During a lull, Naveed explains that the Taliban is "using very expensive weapons, which are not available for sale in Pakistan. The question is, who is paying for these weapons? They are surely being supported by foreigners."
Militants also make use of everyday household items: pressure cookers, like those for making stew, with holes drilled in the top so they can be wired for manual detonation. Troops have found a carefully handwritten notebook containing the simple recipe for improvised explosive devices, or IEDs.
Booby-traps awaited Naveed's men on the narrow, winding road through the Sakhra Valley. Two large craters have been created by IEDs and a bridge has been blown up. A few yards beyond, in the village of Shamay, stands a house that was filled with explosive materials -- a literal IED factory -- including open sacks of explosive powder.
The Pakistani army rides in light, open jeeps, fully exposed to fire and fragments from any blast. As the convoy moves, a loud whistle is blown to warn civilians to move from the road as they pass.
"We have very soft vehicles," says Khan, the brigadier. "This is one of our weaknesses. Any attack can cause casualties."
Two days later, seven soldiers were killed in an IED explosion nearby.

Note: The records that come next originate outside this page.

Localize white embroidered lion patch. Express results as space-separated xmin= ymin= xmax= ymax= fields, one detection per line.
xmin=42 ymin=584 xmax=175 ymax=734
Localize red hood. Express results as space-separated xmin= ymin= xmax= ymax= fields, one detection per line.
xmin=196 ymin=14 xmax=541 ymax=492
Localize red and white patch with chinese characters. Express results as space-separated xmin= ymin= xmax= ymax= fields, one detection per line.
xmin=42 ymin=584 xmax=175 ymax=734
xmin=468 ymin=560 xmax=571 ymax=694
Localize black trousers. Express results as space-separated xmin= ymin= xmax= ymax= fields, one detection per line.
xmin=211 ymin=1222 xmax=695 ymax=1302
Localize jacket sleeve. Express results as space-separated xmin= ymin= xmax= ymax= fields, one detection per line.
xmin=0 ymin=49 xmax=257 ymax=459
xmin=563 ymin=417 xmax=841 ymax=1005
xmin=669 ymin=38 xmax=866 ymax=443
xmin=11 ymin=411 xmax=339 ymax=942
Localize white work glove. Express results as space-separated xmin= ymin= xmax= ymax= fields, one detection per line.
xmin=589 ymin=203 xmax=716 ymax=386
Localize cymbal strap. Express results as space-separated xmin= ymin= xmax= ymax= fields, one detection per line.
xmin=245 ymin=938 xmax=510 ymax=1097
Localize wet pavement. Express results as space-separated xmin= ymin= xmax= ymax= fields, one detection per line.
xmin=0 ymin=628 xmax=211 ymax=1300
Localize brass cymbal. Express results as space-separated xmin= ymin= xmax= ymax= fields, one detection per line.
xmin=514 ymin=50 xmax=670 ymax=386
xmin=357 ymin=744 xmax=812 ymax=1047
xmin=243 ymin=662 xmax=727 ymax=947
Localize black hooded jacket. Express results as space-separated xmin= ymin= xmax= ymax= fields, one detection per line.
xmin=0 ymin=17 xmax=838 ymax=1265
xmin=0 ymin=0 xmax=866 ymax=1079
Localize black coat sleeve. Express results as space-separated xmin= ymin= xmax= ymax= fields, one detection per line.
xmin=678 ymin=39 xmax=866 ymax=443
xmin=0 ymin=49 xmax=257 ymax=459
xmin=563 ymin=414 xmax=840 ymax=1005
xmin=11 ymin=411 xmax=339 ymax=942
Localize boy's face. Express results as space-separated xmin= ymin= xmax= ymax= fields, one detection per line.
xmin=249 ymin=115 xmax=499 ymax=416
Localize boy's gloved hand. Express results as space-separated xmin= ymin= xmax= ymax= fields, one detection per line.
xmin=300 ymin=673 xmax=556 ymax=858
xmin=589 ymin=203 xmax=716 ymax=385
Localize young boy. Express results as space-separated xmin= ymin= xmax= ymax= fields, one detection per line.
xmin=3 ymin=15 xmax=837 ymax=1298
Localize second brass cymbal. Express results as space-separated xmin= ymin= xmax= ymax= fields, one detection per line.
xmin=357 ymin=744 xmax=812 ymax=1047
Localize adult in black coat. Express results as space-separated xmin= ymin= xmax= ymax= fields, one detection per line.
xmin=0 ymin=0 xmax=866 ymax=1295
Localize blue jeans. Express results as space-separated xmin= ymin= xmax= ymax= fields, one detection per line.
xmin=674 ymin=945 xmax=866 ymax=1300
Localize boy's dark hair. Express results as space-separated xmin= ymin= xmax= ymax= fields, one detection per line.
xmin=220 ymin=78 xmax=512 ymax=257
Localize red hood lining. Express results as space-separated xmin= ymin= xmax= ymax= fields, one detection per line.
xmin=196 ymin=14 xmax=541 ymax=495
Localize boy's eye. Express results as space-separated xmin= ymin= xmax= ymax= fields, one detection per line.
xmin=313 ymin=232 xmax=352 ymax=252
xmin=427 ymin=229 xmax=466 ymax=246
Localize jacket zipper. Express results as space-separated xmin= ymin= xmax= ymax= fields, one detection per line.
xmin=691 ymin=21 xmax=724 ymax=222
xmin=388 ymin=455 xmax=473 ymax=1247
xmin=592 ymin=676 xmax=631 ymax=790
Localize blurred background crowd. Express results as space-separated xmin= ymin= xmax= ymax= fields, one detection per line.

Soldiers standing guard at the house, which serves as the forward operating base, halt two civilians, checking their bundles at gunpoint. After reloading the cargo on a donkey, the civilians walk on with their hands held high in the air.
"The people from this region are uneducated and poor. They [the Taliban] offer them a lot of money, some 10,000 rupees per month, for help," Naveed says. "It's difficult to identify our enemy because they are wearing civilian clothes."
At daybreak, foot soldiers who have gotten little sleep gather in the courtyard, resting against walls before the day's mission begins. Orders are given to push on to the next village and clear out more militants. Before leaving, the men stand in formation to be led in prayer.
During 19 months of serving in Swat operations, Lt. Col. Abdul Rehman, 41, has seen success and failure. Back at headquarters in the town of Khwazakhela, he commands his men with relaxed confidence from a large tent set up in the front yard of what was once a college. Phones, maps and charts line the inside wall. Wandering the grounds are two large turkeys and a dozen white rabbits, along with sheep that feed on the grassy helicopter pad when it's not in use.
"The battlefield has changed. It's modern warfare now. As a nation, we should fight it out. If there is no stabilizing force, these people [the militants] are like rabid dogs. We are to be blamed for leaving a vacuum here. I don't blame the West. We failed to look after our own interests. It took eight years for us to realize that the Taliban is our enemy."
Not 20 feet away, more than 30 militants, blindfolded, are being held in a second-floor classroom. The sound of clanking chains can be heard as they are led from room to room.
Some are young fighters, others old men. All are accused of providing aid to or harboring terrorists. Some have long white beards; others, short hair. A few have shaved in an effort to blend into the general population.
Dark clouds roll into the area. The sound of thunder is hard to distinguish from that of artillery fired nearby, aimed at positions higher up the Sakhra Valley, softening the way for the army's advance.
"This valley is filled with people who want to stay on their land," says Naveed, the lieutenant colonel. "They are living under terror. We hope to eliminate these bad people. We are people of peace, and we don't like what is happening to our country."